AD: It sounds strange to say, but, despite the horrible things he contemplates doing, I love Sinan. He feels like he really does exist to me, even though he only exists in my mind and on paper. His conflicted nature and his complexity are what I love the most, because I think we’re all like that. No one is absolutely bad and no one is absolutely good; we all struggle with our conflicting natures, and that struggle can be exacerbated by outside influences --- war, poverty, loss, etc. I think, though, Sinan’s honesty, or his desire to be honest, is of utmost importance to me. Sinan wants to be a good man, he wants to love his children equally, he wants to understand people, but he is also powerless, angry, bitter and, above all, scared. It’s difficult for me to talk about Sinan in a way that will shed any more light on his character than the book already does, because he is confusing to me as well, just as he should be, I think. If I read the book today, I would still struggle with his character --- I would love him, be disappointed in him, be repulsed by him; but, in the end, I would still care about him because he does struggle, and there is nobility in that struggle. 

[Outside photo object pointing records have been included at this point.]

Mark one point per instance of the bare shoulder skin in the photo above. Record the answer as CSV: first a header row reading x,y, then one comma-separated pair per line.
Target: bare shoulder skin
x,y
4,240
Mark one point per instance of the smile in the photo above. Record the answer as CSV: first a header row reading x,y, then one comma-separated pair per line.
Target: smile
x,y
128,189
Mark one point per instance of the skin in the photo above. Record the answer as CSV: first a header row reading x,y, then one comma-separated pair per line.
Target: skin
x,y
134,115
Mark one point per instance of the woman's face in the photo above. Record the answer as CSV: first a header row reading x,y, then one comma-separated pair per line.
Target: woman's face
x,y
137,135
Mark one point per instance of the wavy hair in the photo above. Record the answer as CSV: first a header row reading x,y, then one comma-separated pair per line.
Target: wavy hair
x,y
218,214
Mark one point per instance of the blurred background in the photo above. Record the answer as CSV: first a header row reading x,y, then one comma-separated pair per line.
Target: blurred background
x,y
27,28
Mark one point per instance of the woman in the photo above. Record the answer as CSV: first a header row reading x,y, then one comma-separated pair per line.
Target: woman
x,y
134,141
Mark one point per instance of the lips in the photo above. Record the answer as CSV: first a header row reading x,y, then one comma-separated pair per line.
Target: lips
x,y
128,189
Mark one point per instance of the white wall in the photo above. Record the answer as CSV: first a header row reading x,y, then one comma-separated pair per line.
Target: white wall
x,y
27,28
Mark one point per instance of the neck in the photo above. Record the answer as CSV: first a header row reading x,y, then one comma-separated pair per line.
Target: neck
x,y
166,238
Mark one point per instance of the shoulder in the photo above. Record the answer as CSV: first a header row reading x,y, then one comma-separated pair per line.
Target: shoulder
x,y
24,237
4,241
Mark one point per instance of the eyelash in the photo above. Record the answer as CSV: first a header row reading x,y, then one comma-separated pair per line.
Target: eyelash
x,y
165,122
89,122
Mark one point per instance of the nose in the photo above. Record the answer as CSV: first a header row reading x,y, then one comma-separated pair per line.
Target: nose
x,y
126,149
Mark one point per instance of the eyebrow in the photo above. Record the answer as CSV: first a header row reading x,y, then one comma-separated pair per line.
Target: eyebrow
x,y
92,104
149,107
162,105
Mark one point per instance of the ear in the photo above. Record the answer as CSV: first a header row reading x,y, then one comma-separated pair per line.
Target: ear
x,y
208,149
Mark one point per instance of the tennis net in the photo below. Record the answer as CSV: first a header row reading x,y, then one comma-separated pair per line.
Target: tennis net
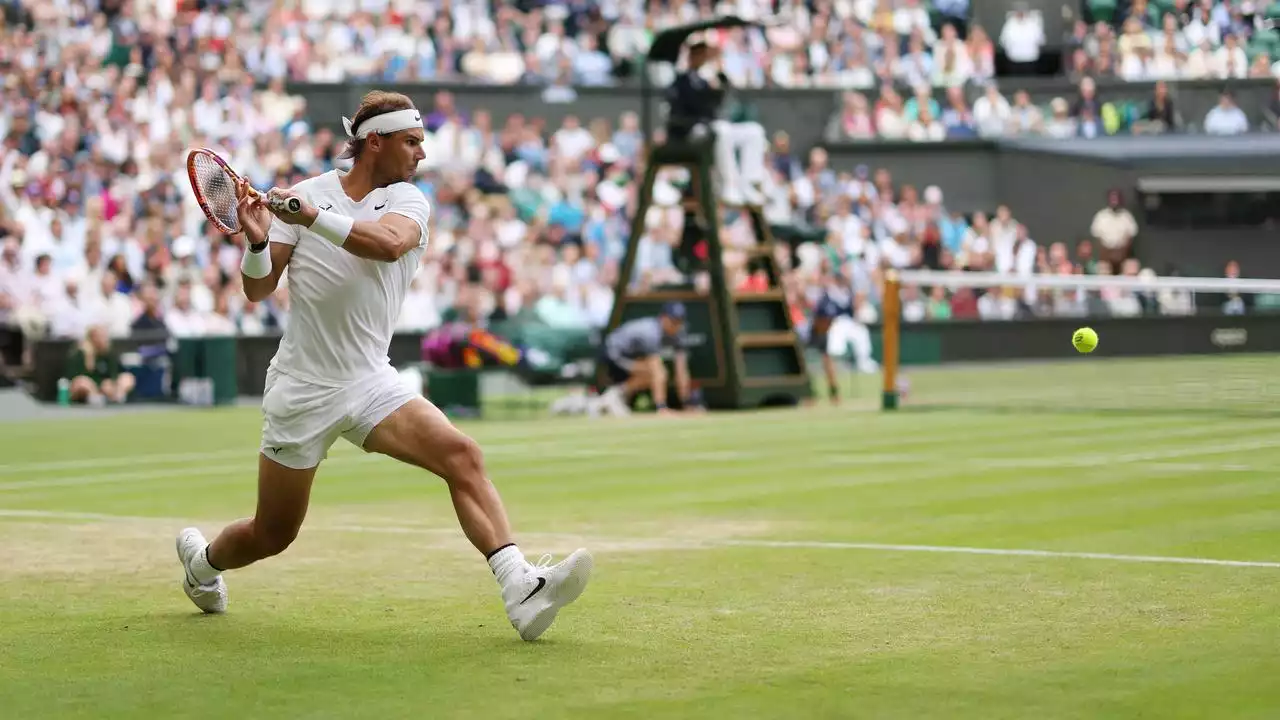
x,y
1000,342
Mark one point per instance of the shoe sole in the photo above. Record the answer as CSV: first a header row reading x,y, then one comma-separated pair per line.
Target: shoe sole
x,y
186,584
566,592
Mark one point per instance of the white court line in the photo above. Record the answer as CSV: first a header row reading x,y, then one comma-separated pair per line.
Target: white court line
x,y
638,431
711,543
882,547
556,458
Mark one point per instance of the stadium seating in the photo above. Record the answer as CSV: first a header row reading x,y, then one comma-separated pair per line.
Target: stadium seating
x,y
520,205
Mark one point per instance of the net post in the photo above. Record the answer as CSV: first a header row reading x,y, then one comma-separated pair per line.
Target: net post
x,y
891,340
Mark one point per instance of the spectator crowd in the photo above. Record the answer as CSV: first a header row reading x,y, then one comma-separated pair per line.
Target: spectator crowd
x,y
101,99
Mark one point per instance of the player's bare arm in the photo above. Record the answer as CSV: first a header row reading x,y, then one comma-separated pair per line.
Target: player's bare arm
x,y
260,254
387,238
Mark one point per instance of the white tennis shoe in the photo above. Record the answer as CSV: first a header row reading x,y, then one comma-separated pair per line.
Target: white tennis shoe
x,y
534,601
210,597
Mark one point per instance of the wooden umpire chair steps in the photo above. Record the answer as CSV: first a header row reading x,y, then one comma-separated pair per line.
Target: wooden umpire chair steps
x,y
745,349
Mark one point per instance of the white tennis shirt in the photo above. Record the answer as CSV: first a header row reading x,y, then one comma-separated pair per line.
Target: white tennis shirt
x,y
343,309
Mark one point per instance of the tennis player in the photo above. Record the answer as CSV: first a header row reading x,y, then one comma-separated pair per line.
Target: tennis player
x,y
351,250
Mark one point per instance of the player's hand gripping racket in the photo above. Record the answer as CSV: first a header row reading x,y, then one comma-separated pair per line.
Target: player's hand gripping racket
x,y
213,182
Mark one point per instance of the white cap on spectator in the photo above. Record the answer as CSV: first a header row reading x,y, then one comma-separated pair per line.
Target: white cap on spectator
x,y
516,174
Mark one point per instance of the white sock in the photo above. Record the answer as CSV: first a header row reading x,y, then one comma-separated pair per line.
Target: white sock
x,y
508,565
201,569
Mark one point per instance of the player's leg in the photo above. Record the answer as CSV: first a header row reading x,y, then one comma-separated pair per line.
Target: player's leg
x,y
411,429
283,496
300,424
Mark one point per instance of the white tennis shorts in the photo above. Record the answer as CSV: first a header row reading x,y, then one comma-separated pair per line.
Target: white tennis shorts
x,y
301,420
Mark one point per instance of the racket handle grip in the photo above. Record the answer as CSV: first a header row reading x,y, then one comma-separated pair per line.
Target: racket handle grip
x,y
288,204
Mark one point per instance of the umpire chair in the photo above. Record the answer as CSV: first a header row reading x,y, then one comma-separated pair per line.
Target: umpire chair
x,y
745,349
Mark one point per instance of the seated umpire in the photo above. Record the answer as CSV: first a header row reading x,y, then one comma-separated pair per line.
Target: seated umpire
x,y
631,356
694,104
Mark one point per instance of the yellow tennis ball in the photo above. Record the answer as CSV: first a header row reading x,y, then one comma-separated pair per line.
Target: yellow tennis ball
x,y
1084,340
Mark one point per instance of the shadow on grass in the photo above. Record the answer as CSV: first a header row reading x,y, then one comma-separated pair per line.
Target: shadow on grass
x,y
1047,409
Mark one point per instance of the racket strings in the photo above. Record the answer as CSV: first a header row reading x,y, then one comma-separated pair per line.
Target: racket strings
x,y
216,188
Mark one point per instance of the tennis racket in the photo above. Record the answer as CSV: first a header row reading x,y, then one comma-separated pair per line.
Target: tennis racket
x,y
213,182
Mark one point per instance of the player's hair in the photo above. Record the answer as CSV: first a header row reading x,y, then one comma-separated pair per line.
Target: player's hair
x,y
373,104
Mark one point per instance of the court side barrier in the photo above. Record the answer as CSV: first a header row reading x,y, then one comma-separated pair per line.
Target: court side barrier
x,y
238,364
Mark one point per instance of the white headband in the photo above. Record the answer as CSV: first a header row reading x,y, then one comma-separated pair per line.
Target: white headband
x,y
385,123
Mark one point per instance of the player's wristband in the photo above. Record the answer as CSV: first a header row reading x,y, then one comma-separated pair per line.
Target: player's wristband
x,y
256,265
333,227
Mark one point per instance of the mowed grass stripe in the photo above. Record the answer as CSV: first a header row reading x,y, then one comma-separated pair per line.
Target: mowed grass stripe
x,y
510,465
131,450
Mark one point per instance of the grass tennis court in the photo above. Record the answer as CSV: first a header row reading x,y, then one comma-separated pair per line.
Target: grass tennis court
x,y
787,564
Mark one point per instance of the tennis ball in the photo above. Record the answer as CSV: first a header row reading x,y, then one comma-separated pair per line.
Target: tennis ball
x,y
1084,340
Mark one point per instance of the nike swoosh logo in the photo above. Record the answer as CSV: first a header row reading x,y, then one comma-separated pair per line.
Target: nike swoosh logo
x,y
542,582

BRC: And because Sinan and Irem are so alike in some ways --- stubborn, passionate, conflicted --- I’d be interested in asking you the same question about her character as well. Also, what does her relationship with her family illustrate about the clash between giving in to the temptations of a modern lifestyle and practicing a traditional Muslim one?

AD: One of the things I enjoyed most about reading GARDENS OF WATER is thinking about and deconstructing the many paradoxes you present throughout the story. Sinan doesn’t trust the Americans, but Marcus’s wife, an American woman, dies saving Sinan’s son’s life. 

BRC: Sinan refuses to let Irem see Dylan despite their love for each other, yet Dylan shares similar views as Sinan when it comes to the Americans’ way of treating --- and trying to convert --- the Muslims. Why did you write the book in this way?

AD: To be honest, I’m not sure I was conscious of writing all these paradoxes. Sometimes these things grow naturally out of writing the story, and have more to do with staying true to a character's personality than it does out of planning and a hidden symbolic agenda.

Some of them I did on purpose, of course --- Sarah saving Ismail, for instance. This was important in terms of character because Sinan needed to feel beholden to Marcus so that their relationship could develop, but also so he would have to see these people as individuals and not just as those Americans. This thrusts Sinan into a deep emotional conflict, which drives much of the story.

Also, I liked the idea of Sarah --- the name of Abraham's wife in the Bible --- saving Ismail, the lost son of Abraham by Hagar, and the ancestor of the Arab people.

I wanted this to speak symbolically to the shared ancestry of Jews, Christians and Muslims. Also, I wanted that selfless act to play ironically against Sinan and Marcus’s failed friendship. Sarah’s sacrificing herself for Ismail is the only selfless act in the story, and, if you listen to Marcus describe her, she is also the least self-righteous character in the novel. As far as Dylan is concerned, it seemed only natural that he would chafe under his father’s conservative religious thinking just as Irem would against Sinan’s. In a way, Irem and Dylan’s situation is exactly the same, just from opposite ends of the religious spectrum. 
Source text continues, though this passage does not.